The assignment for the Belgian Cats was clear: win against Germany and the ticket for the European Championship was in. And so it happened: with a flashy start, the Belgians grabbed the Germans by the throat. The Cats did not let go afterwards and after a 44-69 victory, they can prepare for a fourth consecutive European Championship.
Back to Basics.
In a glorified parish hall in Wolfenbüttel, Germany, the Belgian Cats defended their ticket for the European Championship basketball today. The fact that our Belgian women’s basketball had to sit on wooden chairs – with the audience breathing down their necks – clearly didn’t bother them.
After barely five minutes of play, the Cats already had a 5-15 lead. A straight-up blitzkrieg, ending with a 15-point gap (19-34) at halftime. After her calf injury, Emma Meesseman once again proved herself to be of gold value and was immediately good for 14 of the 34 points at half-time.
After the break, the Cats controlled and consolidated their lead. With a sophisticated defensive plan they let their German opponent pound against a wall.
Especially MVP Emma Meesseman had to experience that firsthand. Our Belgian star player suffered an elbow blow in a tough duel. Meesseman had to process that blow on the bench, but saw her teammates win the game in the last quarter with 44-69.

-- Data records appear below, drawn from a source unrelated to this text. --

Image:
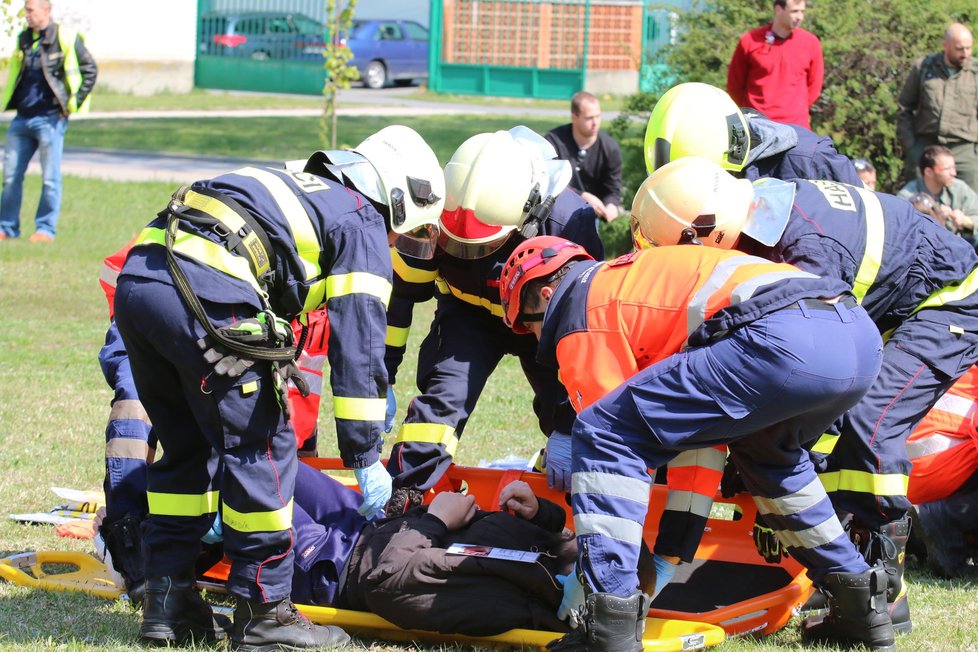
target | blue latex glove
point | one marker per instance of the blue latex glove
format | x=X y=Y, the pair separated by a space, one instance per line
x=571 y=606
x=375 y=484
x=557 y=462
x=216 y=533
x=391 y=410
x=665 y=570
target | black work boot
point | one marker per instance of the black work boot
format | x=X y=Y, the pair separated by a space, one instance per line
x=125 y=545
x=608 y=624
x=857 y=613
x=888 y=545
x=175 y=613
x=274 y=626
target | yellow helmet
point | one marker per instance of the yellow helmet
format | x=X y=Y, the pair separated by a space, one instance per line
x=695 y=119
x=691 y=200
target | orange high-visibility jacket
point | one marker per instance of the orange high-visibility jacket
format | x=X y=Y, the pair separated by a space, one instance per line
x=944 y=445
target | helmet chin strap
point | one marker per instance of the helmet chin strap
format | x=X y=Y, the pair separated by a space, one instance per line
x=688 y=236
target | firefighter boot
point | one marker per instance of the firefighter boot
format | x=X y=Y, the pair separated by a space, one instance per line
x=175 y=613
x=274 y=626
x=888 y=545
x=125 y=545
x=608 y=624
x=857 y=613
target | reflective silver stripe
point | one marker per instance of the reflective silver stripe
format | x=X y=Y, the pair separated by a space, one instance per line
x=825 y=532
x=689 y=501
x=126 y=449
x=610 y=484
x=109 y=276
x=808 y=496
x=959 y=405
x=696 y=310
x=300 y=222
x=704 y=458
x=932 y=444
x=128 y=409
x=622 y=529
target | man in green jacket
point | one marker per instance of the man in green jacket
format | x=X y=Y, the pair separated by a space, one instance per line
x=51 y=76
x=939 y=105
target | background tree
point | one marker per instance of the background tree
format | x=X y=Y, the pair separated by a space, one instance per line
x=868 y=47
x=339 y=72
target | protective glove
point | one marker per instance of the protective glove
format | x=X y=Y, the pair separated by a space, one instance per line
x=557 y=461
x=376 y=485
x=216 y=533
x=391 y=409
x=767 y=543
x=665 y=570
x=571 y=606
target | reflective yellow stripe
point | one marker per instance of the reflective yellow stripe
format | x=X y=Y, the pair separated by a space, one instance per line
x=952 y=292
x=205 y=251
x=274 y=521
x=826 y=443
x=360 y=409
x=411 y=274
x=495 y=308
x=396 y=336
x=872 y=260
x=431 y=433
x=300 y=223
x=876 y=484
x=162 y=504
x=358 y=283
x=233 y=223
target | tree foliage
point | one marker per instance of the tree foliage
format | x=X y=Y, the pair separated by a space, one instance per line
x=339 y=72
x=868 y=47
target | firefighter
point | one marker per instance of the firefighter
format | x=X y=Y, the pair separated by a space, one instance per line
x=130 y=444
x=916 y=280
x=695 y=119
x=203 y=304
x=499 y=187
x=679 y=348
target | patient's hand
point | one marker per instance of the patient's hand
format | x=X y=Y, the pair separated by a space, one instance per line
x=452 y=509
x=519 y=498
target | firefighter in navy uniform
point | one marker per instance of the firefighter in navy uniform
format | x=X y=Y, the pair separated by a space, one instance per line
x=916 y=280
x=696 y=119
x=677 y=348
x=499 y=186
x=203 y=304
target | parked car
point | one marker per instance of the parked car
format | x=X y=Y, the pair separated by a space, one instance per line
x=262 y=35
x=387 y=51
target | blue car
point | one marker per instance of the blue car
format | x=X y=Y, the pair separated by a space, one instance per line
x=386 y=51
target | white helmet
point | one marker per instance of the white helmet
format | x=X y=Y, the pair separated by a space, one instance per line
x=497 y=183
x=691 y=200
x=695 y=119
x=396 y=168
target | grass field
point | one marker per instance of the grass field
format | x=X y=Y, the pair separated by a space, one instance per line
x=54 y=406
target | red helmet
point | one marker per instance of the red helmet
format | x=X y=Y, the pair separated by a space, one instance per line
x=536 y=258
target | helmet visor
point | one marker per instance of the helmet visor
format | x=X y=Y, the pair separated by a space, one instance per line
x=471 y=250
x=419 y=242
x=770 y=210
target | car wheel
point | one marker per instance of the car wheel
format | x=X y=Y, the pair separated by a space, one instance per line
x=376 y=76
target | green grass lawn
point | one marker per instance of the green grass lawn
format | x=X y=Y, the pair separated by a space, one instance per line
x=55 y=403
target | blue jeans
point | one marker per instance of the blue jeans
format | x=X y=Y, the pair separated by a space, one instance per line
x=44 y=133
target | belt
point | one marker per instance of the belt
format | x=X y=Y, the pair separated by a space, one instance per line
x=848 y=301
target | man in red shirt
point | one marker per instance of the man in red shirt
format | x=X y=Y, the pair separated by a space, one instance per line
x=777 y=68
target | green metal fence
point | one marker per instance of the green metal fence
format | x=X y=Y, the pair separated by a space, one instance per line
x=260 y=45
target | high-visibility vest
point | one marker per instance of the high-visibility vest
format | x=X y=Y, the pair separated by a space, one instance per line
x=944 y=446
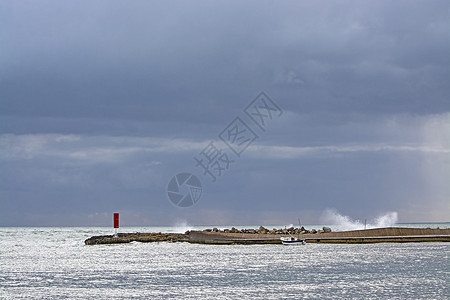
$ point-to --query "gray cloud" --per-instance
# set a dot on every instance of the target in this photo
(102, 102)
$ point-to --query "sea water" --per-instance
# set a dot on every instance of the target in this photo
(53, 263)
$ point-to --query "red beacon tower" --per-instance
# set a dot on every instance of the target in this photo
(116, 223)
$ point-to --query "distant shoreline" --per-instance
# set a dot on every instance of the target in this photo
(263, 236)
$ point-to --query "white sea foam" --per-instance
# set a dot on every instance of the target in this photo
(342, 223)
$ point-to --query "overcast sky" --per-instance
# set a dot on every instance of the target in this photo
(102, 102)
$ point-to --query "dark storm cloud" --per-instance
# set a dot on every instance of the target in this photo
(101, 102)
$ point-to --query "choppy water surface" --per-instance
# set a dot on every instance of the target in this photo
(55, 263)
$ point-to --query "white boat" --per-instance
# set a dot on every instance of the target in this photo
(292, 241)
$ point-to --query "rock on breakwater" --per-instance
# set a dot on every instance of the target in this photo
(137, 237)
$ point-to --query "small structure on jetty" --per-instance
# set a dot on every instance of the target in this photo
(265, 236)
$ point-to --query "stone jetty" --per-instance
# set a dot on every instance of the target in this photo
(263, 235)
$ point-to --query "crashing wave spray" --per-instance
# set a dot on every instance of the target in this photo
(343, 223)
(182, 227)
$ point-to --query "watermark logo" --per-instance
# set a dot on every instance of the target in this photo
(185, 189)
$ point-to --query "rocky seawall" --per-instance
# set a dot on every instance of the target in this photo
(266, 236)
(137, 237)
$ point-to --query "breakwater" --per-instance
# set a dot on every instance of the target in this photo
(265, 236)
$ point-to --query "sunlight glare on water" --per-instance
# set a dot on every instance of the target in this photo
(55, 263)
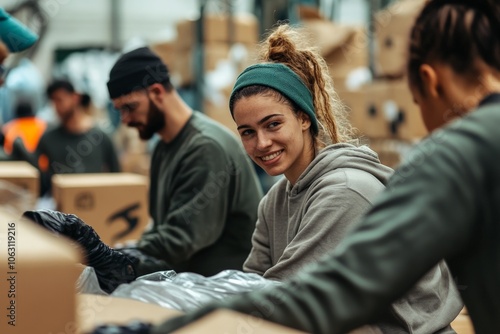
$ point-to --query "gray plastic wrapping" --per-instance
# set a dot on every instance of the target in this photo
(88, 283)
(188, 291)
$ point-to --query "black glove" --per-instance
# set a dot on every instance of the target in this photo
(132, 328)
(112, 267)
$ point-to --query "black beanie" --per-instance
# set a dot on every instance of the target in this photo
(134, 70)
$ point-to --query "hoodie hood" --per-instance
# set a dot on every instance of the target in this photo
(341, 156)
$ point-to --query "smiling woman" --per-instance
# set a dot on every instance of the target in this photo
(291, 122)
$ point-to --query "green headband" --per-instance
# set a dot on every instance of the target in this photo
(282, 79)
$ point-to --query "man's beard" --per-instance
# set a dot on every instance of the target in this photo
(155, 122)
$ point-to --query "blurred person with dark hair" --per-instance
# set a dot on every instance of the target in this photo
(203, 194)
(76, 145)
(26, 126)
(14, 37)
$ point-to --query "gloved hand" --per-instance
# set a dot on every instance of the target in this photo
(112, 267)
(132, 328)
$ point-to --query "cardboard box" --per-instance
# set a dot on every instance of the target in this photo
(385, 109)
(392, 32)
(243, 28)
(462, 324)
(136, 163)
(94, 310)
(114, 204)
(39, 271)
(22, 174)
(184, 69)
(344, 47)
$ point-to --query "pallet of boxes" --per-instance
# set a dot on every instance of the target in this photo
(382, 110)
(228, 46)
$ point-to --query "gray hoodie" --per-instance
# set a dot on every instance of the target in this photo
(298, 224)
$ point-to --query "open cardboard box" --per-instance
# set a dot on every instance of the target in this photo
(39, 271)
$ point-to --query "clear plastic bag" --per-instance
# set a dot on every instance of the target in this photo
(188, 291)
(88, 282)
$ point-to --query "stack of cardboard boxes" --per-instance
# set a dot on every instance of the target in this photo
(382, 111)
(228, 45)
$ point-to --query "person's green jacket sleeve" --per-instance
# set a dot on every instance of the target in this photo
(441, 203)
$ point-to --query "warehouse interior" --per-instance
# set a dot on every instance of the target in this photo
(205, 45)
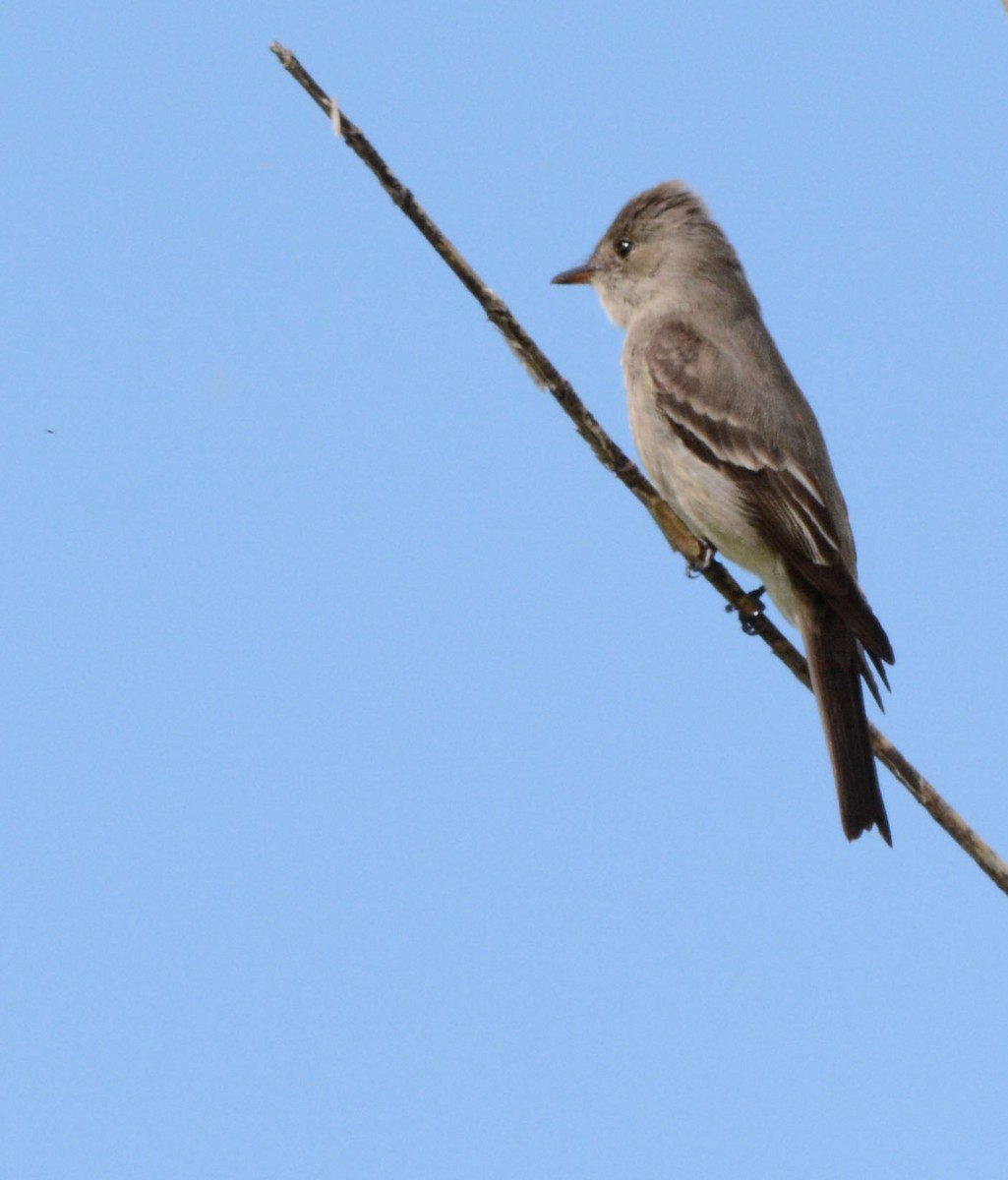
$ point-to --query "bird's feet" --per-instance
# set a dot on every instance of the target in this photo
(752, 611)
(701, 563)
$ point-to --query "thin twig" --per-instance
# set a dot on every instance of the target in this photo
(676, 532)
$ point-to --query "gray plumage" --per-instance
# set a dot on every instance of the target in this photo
(729, 440)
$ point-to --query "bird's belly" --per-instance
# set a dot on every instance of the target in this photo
(709, 502)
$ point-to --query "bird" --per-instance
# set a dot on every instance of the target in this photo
(730, 442)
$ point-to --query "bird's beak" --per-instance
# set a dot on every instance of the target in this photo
(582, 274)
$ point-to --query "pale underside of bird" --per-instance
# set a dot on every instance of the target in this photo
(730, 442)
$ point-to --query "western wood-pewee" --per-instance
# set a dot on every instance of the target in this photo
(730, 442)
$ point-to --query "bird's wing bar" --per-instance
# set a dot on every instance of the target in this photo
(780, 497)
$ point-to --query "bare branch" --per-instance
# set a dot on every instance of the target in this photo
(676, 532)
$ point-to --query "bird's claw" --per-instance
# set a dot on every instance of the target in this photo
(750, 612)
(701, 563)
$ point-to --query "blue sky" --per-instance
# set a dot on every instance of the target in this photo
(379, 797)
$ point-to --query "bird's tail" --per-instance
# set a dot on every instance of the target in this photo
(835, 666)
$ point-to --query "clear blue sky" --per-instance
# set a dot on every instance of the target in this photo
(379, 799)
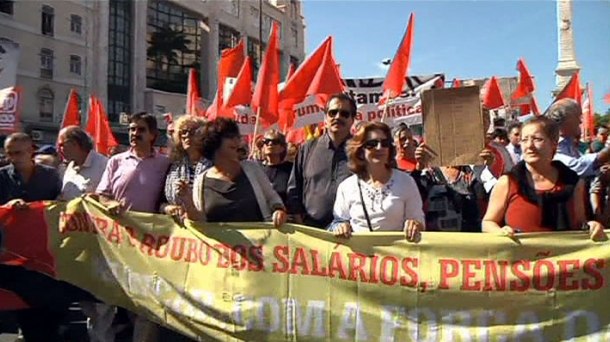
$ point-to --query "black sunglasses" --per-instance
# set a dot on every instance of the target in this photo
(272, 141)
(373, 143)
(346, 114)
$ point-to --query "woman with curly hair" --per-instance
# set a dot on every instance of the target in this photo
(187, 161)
(377, 197)
(226, 191)
(274, 150)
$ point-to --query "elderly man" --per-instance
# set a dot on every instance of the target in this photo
(82, 175)
(321, 166)
(85, 166)
(602, 137)
(567, 113)
(134, 180)
(21, 182)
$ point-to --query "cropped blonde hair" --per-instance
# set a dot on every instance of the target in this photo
(185, 121)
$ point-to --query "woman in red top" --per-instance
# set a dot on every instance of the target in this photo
(539, 194)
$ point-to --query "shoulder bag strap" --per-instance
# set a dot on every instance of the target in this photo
(366, 213)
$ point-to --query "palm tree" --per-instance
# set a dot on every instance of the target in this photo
(165, 43)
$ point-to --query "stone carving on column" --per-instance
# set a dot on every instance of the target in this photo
(566, 64)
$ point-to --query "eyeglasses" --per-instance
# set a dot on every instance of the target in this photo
(186, 132)
(272, 141)
(374, 143)
(346, 114)
(535, 140)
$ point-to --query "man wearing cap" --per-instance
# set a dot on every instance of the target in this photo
(82, 175)
(599, 143)
(22, 182)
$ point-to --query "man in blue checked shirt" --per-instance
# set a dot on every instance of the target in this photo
(567, 113)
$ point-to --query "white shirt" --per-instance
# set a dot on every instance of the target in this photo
(388, 208)
(515, 152)
(79, 180)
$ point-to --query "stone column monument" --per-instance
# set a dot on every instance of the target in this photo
(566, 64)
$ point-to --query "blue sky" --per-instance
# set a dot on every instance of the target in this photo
(465, 39)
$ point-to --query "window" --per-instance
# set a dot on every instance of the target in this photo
(48, 19)
(45, 104)
(75, 64)
(119, 58)
(267, 22)
(6, 6)
(294, 35)
(254, 13)
(227, 38)
(295, 62)
(46, 63)
(294, 9)
(76, 24)
(174, 46)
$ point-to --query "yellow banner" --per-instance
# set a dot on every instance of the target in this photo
(247, 282)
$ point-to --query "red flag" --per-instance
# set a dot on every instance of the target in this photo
(193, 96)
(494, 98)
(327, 80)
(396, 76)
(25, 243)
(99, 127)
(588, 112)
(290, 72)
(296, 87)
(265, 98)
(572, 90)
(526, 84)
(231, 61)
(71, 113)
(242, 91)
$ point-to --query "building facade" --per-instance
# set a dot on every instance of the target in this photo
(134, 55)
(58, 51)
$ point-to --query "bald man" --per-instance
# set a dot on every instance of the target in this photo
(567, 113)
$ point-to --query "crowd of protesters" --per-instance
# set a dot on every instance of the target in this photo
(533, 177)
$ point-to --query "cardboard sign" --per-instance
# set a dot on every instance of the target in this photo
(454, 126)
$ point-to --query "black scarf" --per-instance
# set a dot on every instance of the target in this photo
(555, 212)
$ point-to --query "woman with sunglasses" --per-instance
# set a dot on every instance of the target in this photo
(274, 163)
(378, 197)
(233, 190)
(187, 162)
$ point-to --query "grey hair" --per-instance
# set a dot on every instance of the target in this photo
(78, 135)
(560, 110)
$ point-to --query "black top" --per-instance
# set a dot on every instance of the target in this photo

The Cats can thus prepare for the fourth consecutive European Championship. That will be played in Israel and Slovenia in June. On Sunday in Skopje they will play a gala match against their weak brother, North Macedonia.
Emma Meesseman: “Don’t know where we stand, but feeling is good”
Emma Meesseman was, as usual, a driving force at an important moment for the Belgian Cats. Although she had to be taken care of in the dressing room for almost ten minutes because she got an elbow in the face from an opponent.
“My tooth was through my lip. It is glued. Not good for my beauty”, Meesseman could laugh about it.
In the first and last quarter, the Cats were excellent, but in between they failed to count Germany out. “We played their pace too much, when we are at our best when we play our own pace and pass the ball around well, without dribbling too much.”
There are certainly extenuating circumstances. “We could only train three times, the coach is new and we are a new team,” said Meesseman. “It is therefore difficult to say where we are with a view to the European Championship (in June), but the feeling is good.”
National coach Rachid Méziane also saw that his team took some gas back after a good start, especially offensively. On the other hand, he remembers two good things. “Defensively and mentally, the players remained disciplined and upright.”
“Our project is to play our own game and not adapt. And that means getting the ball going well.”